La suplencia de la queja deficiente constituye una institución procesal de particular relevancia en el contencioso administrativo, en tanto atempera el rigor formalista que tradicionalmente ha caracterizado a los procesos jurisdiccionales, permitiendo al juzgador ir más allá de los conceptos de impugnación expresamente planteados por el actor cuando ello resulte necesario para la adecuada tutela de sus derechos. Su justificación doctrinal se encuentra en el reconocimiento de la asimetría estructural que existe entre el particular y la autoridad dentro de la relación jurídico-administrativa, así como en el propósito de garantizar el acceso efectivo a la justicia frente a las limitaciones técnicas que con frecuencia enfrentan los gobernados al redactar sus demandas.

En el contencioso administrativo estatal, la suplencia de la queja no opera de manera absoluta ni irrestricta, sino que se encuentra sujeta a determinados supuestos y límites que la normativa procesal y los criterios interpretativos han venido delineando.

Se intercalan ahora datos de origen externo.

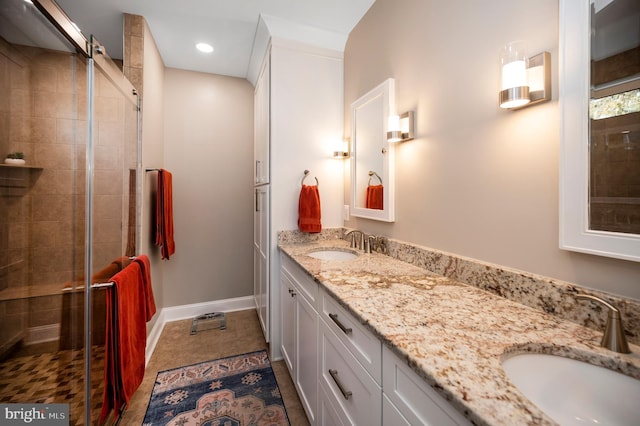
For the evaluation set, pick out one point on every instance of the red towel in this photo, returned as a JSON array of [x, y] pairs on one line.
[[126, 338], [149, 300], [309, 209], [375, 197], [164, 214]]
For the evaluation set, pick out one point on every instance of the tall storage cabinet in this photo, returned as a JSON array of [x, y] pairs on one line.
[[298, 116], [262, 198]]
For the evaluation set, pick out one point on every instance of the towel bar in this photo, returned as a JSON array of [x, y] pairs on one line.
[[306, 172], [97, 285], [371, 174]]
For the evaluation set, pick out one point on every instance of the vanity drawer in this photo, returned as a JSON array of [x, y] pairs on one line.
[[346, 386], [364, 346], [306, 285], [413, 398]]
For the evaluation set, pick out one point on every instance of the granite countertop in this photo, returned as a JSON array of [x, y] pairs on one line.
[[452, 334]]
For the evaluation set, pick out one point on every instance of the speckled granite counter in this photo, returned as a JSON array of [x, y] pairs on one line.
[[452, 334]]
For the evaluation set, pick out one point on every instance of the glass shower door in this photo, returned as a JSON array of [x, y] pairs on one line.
[[43, 114], [69, 215]]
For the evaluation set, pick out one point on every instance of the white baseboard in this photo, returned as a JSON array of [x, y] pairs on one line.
[[176, 313]]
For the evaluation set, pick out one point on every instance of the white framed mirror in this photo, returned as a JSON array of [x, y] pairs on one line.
[[600, 153], [372, 157]]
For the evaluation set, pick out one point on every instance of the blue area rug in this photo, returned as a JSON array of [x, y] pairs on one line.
[[240, 390]]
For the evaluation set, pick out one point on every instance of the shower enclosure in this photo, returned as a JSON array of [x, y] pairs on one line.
[[69, 217]]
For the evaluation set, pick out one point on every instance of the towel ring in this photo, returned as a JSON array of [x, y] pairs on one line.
[[306, 172], [371, 174]]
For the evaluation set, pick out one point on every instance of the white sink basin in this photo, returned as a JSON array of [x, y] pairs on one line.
[[573, 392], [333, 254]]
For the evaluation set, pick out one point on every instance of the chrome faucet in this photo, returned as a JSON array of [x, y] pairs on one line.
[[613, 337], [360, 243], [365, 242]]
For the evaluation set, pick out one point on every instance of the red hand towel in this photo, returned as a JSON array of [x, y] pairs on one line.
[[375, 197], [164, 214], [126, 339], [309, 209], [150, 303]]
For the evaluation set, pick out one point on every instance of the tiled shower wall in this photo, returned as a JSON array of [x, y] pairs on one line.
[[42, 225]]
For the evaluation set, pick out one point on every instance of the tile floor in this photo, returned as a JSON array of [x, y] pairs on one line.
[[177, 347]]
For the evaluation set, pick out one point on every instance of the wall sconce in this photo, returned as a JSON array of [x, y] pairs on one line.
[[401, 127], [525, 81], [342, 151]]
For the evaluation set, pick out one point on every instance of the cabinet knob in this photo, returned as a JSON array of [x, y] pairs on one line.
[[345, 330], [345, 393]]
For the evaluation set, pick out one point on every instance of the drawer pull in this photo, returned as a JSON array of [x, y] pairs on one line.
[[344, 329], [334, 375]]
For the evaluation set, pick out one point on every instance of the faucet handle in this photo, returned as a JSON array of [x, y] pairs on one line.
[[613, 337]]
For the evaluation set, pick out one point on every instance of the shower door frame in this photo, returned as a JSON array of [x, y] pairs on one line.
[[96, 56]]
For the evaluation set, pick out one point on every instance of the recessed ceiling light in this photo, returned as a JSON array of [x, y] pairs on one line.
[[204, 47]]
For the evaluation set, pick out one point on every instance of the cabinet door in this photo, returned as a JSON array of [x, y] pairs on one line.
[[391, 415], [288, 296], [418, 402], [347, 383], [307, 356], [262, 124], [261, 257]]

Generalmente, esta figura adquiere mayor amplitud cuando se advierte que el acto impugnado adolece de una incompetencia manifiesta de la autoridad emisora, o cuando de las constancias del expediente se desprende con claridad la existencia de una violación evidente a los derechos del particular, aun cuando este no la haya hecho valer expresamente o la haya planteado de manera deficiente en sus conceptos de impugnación.

Alcance y límites de la institución

Resulta importante precisar que la suplencia de la queja no debe confundirse con la posibilidad de que el juzgador introduzca de oficio pretensiones que el actor no planteó, ni con la sustitución del juzgador en la función propia de la parte actora. La suplencia opera sobre los conceptos de impugnación ya formulados, corrigiendo su deficiente planteamiento técnico o complementando el análisis jurídico correspondiente, pero no puede llegar al extremo de crear una litis distinta de la que las partes sometieron a consideración del Tribunal de Justicia Administrativa del Estado de Guanajuato.

La aplicación de esta figura plantea también un interesante debate doctrinal respecto de su extensión a la parte demandada, esto es, a la autoridad administrativa. La postura predominante sostiene que la suplencia de la queja, en su formulación clásica, constituye una prerrogativa a favor del particular gobernado, en atención a la posición de desigualdad material en que este se encuentra frente al aparato estatal, por lo que no resultaría aplicable, con el mismo alcance, en beneficio de la autoridad demandada, cuya actuación se presume, en principio, revestida de los elementos técnicos y jurídicos necesarios para su adecuada defensa en juicio.

Para el litigante, la existencia de la suplencia de la queja no debe entenderse como un sustituto de la debida diligencia técnica en la elaboración de la demanda, sino como una garantía adicional que opera en beneficio del particular ante deficiencias no subsanables por otra vía. Un planteamiento técnico riguroso de los conceptos de impugnación sigue siendo la mejor estrategia procesal, reservando la suplencia como un mecanismo de cierre que fortalece la tutela judicial efectiva sin relevar al abogado de su responsabilidad profesional.

El estudio de esta institución resulta particularmente enriquecedor para el estudiante de derecho, pues permite comprender la tensión permanente entre el formalismo procesal y los principios de justicia material que orientan al derecho administrativo contemporáneo.